You should now be able to call:

drush @docker.agomezmoron_drupal cc all

This will clear the cache of your Drupal site. All other commands will function as well.

Running tests

If you want to run tests, you may need to take some additional steps. Drupal's Simpletest will use cURL to simulate user interactions with a freshly installed site when running tests. This "virtual" site resides under http://localhost:[forwarded ip]. This gives issues, though, as the container uses port 80. By default, the container's virtual host will actually listen to any port, but you still need to tell Apache on which ports it should bind. By default, it will bind on 80 and 8080, so if you use the above examples, you can start running your tests straight away. But, if you choose to forward to a different port, you must add it to Apache's configuration and restart Apache.
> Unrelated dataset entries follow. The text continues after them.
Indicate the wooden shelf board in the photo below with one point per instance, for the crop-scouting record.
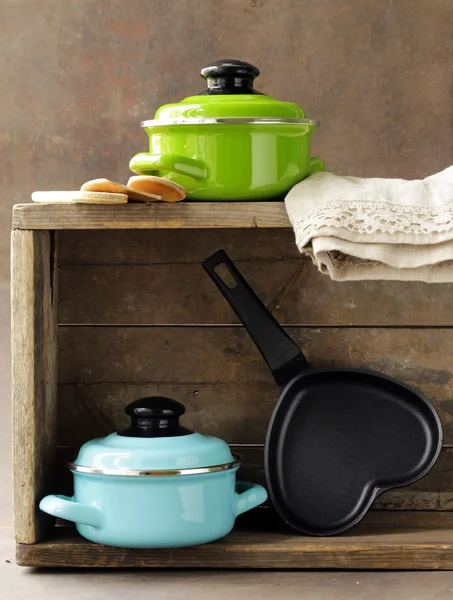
(183, 215)
(384, 540)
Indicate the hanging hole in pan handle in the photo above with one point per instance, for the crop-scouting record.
(225, 275)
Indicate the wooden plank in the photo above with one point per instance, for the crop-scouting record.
(133, 277)
(33, 304)
(184, 294)
(199, 359)
(382, 541)
(89, 355)
(129, 247)
(151, 216)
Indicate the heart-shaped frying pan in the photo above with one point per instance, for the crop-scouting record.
(338, 437)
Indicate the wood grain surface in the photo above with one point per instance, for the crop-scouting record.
(138, 277)
(214, 369)
(414, 541)
(34, 379)
(191, 215)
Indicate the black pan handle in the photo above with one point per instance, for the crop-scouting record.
(282, 355)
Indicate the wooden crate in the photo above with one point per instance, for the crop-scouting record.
(111, 303)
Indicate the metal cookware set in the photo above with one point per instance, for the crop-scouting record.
(337, 438)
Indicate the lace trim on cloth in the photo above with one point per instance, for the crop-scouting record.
(369, 217)
(342, 261)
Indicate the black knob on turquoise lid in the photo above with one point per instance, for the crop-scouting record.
(155, 416)
(229, 76)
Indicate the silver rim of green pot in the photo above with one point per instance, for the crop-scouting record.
(157, 473)
(229, 121)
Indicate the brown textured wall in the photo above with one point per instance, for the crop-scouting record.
(77, 78)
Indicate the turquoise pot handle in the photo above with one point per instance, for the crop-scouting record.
(64, 507)
(248, 496)
(316, 165)
(145, 163)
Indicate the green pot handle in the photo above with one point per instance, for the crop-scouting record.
(316, 165)
(144, 163)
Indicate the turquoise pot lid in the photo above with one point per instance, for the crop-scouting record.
(155, 441)
(229, 94)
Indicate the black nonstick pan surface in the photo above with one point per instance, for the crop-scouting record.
(338, 437)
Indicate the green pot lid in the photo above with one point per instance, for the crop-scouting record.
(229, 94)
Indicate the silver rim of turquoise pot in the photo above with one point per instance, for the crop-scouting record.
(157, 473)
(229, 121)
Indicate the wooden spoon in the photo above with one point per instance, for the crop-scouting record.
(78, 197)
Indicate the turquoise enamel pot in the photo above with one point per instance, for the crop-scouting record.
(230, 142)
(155, 485)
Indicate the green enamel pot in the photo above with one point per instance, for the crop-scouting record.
(230, 142)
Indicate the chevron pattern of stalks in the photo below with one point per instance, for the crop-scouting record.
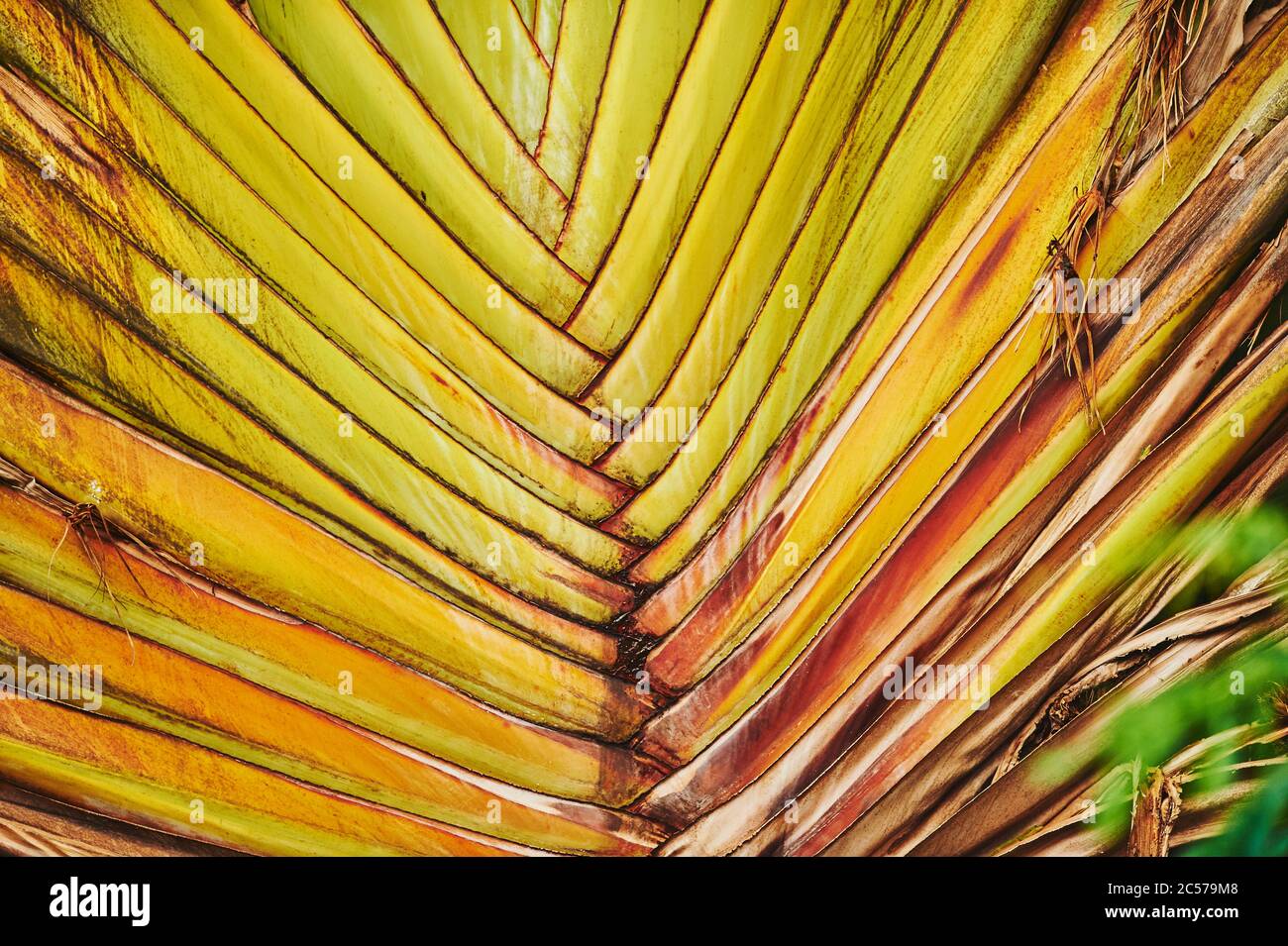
(639, 426)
You can simply do the following:

# If you forwarded to another port than 8022, change accordingly.
# Password is "root" by default
ssh root@localhost -p 8022
# Change the port number accordingly. This example is if you forward
# to port 8081.
echo "Listen 8081" >> /etc/apache2/ports.conf
/etc/init.d/apache2 restart

Or, shorthand:

ssh root@localhost -p 8022 -C 'echo "Listen 8081" >> /etc/apache2/ports.conf && /etc/init.d/apache2 restart'

MySQL and PHPMyAdmin

PHPMyAdmin is available at /phpmyadmin. The MySQL port 3306 is exposed. The root account for MySQL is root (no password by default).